Papandreou’s Risky Gambit to Spread the Burden of Austerity

The stunning decision by Prime Minister George Papandreou to send the recent deal with Greece to a popular referendum has thrown markets into turmoil, roiled the Greek political world, and cast fresh doubt on the viability of the rescue plan for Europe as a whole. Papandreou’s goal, he said, was to solicit a verdict from the Greek people on the most recent demands from the euro area and the Greek debt restructuring. His political objective is clear. He wants to spread the burden of Greece’s painful program of austerity and force his political opponents to realize that Greeks have no real choice but to continue down the tough road he has led them on so far. How the opposition responds, and whether a referendum actually takes place, is far from clear. But the gambit has greatly increased the risk entailed by short-term delays in implementation of the necessary reforms that Greece must undertake to regain solvency and economic health.

As Papandreou knows all too well, the political costs of implementing the International Monetary Fund (IMF) program in Greece have so far been carried on the shoulders of the Panhellenic Socialist Movement (PASOK) party. Following the last parliamentary vote a few weeks ago to finally begin furloughing or laying off Greek public sector workers, it is clear that such tough measures will no longer be politically sustainable within PASOK. Not surprisingly, Papandreou is looking for a better arrangement to extend the political responsibility for overhauling the Greek economy beyond the socialists.

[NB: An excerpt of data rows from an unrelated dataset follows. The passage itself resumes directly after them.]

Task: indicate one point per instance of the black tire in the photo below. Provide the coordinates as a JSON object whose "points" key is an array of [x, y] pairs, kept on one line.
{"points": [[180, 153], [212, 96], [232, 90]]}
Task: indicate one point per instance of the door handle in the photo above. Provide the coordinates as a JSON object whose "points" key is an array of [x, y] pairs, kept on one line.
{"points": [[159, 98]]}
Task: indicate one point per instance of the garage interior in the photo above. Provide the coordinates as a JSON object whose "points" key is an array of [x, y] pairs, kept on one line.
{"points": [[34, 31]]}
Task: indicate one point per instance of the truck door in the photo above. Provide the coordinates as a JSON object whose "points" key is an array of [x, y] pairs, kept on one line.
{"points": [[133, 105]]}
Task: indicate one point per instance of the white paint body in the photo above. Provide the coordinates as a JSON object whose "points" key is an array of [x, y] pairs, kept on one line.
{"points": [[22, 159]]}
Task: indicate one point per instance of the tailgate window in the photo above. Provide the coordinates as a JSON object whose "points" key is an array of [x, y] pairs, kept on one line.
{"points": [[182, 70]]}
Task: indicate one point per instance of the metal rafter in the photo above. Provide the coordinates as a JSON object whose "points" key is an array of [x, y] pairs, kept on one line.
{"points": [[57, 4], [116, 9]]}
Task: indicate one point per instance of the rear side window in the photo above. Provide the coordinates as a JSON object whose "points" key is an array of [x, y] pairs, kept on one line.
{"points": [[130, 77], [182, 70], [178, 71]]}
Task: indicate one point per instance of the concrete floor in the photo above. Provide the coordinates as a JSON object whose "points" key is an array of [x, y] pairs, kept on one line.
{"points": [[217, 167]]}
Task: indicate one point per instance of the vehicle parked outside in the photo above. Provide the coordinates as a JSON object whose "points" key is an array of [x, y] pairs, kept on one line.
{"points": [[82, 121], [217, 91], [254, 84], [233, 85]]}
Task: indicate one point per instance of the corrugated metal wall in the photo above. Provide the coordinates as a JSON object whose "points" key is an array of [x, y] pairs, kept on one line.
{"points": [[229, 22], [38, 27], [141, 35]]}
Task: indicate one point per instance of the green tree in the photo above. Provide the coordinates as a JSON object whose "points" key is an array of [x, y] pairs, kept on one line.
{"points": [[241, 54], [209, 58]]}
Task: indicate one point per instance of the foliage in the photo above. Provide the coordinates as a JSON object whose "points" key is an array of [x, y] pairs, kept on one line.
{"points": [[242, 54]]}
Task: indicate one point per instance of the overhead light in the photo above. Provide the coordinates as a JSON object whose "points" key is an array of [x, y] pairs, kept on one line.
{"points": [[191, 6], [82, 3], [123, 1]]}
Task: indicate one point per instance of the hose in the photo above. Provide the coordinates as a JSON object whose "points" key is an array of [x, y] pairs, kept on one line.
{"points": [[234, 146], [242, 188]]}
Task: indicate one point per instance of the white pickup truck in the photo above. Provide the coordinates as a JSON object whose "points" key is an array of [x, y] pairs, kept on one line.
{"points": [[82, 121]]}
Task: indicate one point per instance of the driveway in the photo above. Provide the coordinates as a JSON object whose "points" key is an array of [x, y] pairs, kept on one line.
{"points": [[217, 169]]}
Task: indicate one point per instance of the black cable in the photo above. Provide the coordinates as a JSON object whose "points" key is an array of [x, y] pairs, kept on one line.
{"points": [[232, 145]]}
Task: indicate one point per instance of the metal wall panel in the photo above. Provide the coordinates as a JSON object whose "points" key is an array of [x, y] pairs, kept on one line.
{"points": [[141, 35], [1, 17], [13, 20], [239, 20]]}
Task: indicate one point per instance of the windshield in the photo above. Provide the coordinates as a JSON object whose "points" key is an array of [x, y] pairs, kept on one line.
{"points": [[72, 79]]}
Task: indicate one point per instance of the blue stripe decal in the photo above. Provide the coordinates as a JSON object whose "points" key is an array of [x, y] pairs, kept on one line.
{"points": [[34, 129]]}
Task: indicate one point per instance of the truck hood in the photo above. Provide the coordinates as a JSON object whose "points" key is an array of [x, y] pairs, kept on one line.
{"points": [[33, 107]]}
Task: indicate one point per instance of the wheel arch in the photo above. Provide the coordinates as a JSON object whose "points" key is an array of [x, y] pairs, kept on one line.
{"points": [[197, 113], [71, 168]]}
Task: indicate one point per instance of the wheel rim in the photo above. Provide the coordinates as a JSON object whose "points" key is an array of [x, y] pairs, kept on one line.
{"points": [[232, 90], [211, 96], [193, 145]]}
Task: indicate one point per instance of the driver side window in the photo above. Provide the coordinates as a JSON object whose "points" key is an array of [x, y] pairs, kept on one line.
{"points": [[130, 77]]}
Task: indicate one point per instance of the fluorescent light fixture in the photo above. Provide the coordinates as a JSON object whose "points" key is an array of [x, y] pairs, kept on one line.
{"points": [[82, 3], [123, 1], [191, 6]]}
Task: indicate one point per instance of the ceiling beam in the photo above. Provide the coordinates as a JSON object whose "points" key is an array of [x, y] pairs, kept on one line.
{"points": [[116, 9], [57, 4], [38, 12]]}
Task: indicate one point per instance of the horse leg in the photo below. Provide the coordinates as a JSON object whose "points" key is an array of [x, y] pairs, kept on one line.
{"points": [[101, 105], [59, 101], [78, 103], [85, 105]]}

The threat to hold a referendum on the new debt deal should be seen in this light: as an attempt to force other Greek political parties to share responsibility of the pain that Greeks have had to endure and that they face in the future. So far, Greece has been the only major country in Europe in which the main opposition party—New Democracy under Antonis Samaras—has refused to join the political support for the IMF austerity program. Instead, New Democracy has been espousing a completely irresponsible and unrealistic notion that it could renegotiate the program with the so-called troika consisting of the IMF, the European Central Bank (ECB), and the European Union. Papandreou is now trying to force an end to this cynical political ploy.

The reality—well known to Papandreou—is that beggars can’t be choosers. Any Greek government has no alternative other than to accept the deal negotiated with the euro area, or at least 99 percent of it. In light of the mediocre Greek program implementation in recent months, it is extremely unlikely that the other euro area countries or the IMF will provide the Greek government any policy concessions when negotiations are renewed later this year. A revision of the program is even less likely to occur if Papandreou is fighting a referendum campaign at the same time.

An abrupt end to the current IMF program and the associated “hard Greek default” will be by far the worst imaginable economic outcome for Greece. Such an occurrence would inflict far more damage on Greeks than on the euro area as a whole. But Papandreou could be playing with a weak political hand in this game of chicken. If he is hoping for concessions, his bluff is likely to be called by the euro area. Chancellor Merkel and the new ECB president Mario Draghi will make it clear that it is “take it or leave it” for Greece. In that situation, going ahead with the referendum would be enormously risky for Papandreou, Antonis Samaras, and Greece as a whole.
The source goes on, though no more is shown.